Lejaren Hiller (1924-1994)

Lejaren (luh-JARE-en) Hiller has become legendary as the first person to compose music with a computer, but there is much more to him~~and to his music~~than that. Trained as a chemist, he worked at Dupont before joining the Chemistry Department of the University of Illinois. There, his work with computers led him to experiment with music, leading to the creation of the ILLIAC Suite for string quartet in 1957. His article on the piece for Scientific American led to the hysterical attention of the popular press, and a storm of controversy that did not subside until computer music became available to everyone in the late 1980s. So virulent was the hostility of the musical establishment against this scientific poacher in the realms of art that both Baker's Biographical Dictionary of Musicians and the New Grove Dictionary of Music and Musicians refused to recognize his existence until just before his death~~even though he had become internationally famous and was performed worldwide.

As a chemist, Hiller developed the first reliable process for dyeing Orlon (think of that next time you put on a Hawaiian shirt) and coauthored a popular textbook. But he did not just fall into music in 1957. He played piano, oboe, clarinet, and sax in his youth, and extracted the parts for big-band jazz arrangements as a way of making money in college. Furthermore, he studied composition with Roger Sessions and Milton Babbitt (both of whom urged him to take up a musical career) while pursuing his 3 chemistry degrees at Princeton, and had in fact been composing steadily since his highschool days.
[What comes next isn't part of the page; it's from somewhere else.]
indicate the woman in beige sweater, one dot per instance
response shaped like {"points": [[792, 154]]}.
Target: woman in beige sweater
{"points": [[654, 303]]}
He even came from an artistic family, for his father, Lejaren senior, was a well-known art photographer who specialized in lurid historical tableaux. (the father's best known work was the "Great Moments in Medicine" series commissioned by a drug company in the '50s for a series of magazine ads).

The ILLIAC Suite was in fact Lejaren junior's 4th string quartet, and is today known simply as String Quartet No. 4. Furthermore, a majority of Hiller's works after 1957, including many of his best, do not involve computers at all, but partake of all the musical currents of his day with an inclusiveness that sounds increasingly apt to contemporary ears. In any given piece you may encounter statistical music, indeterminacy, serialism, Brahmsian traditionalism, jazz, performance art, folksong, textbook counterpoint... often all mixed together in a bewildering but intoxicating mess: chemistry indeed! Hiller may be famous for his computer work, but he was also the foremost exponent of both sonata form and fugue in his generation. His 1976 Electronic Sonata, for example, is a perfectly orthodox, 45-minute sonata-form movement made entirely of computer-generated and computer-manipulated sounds.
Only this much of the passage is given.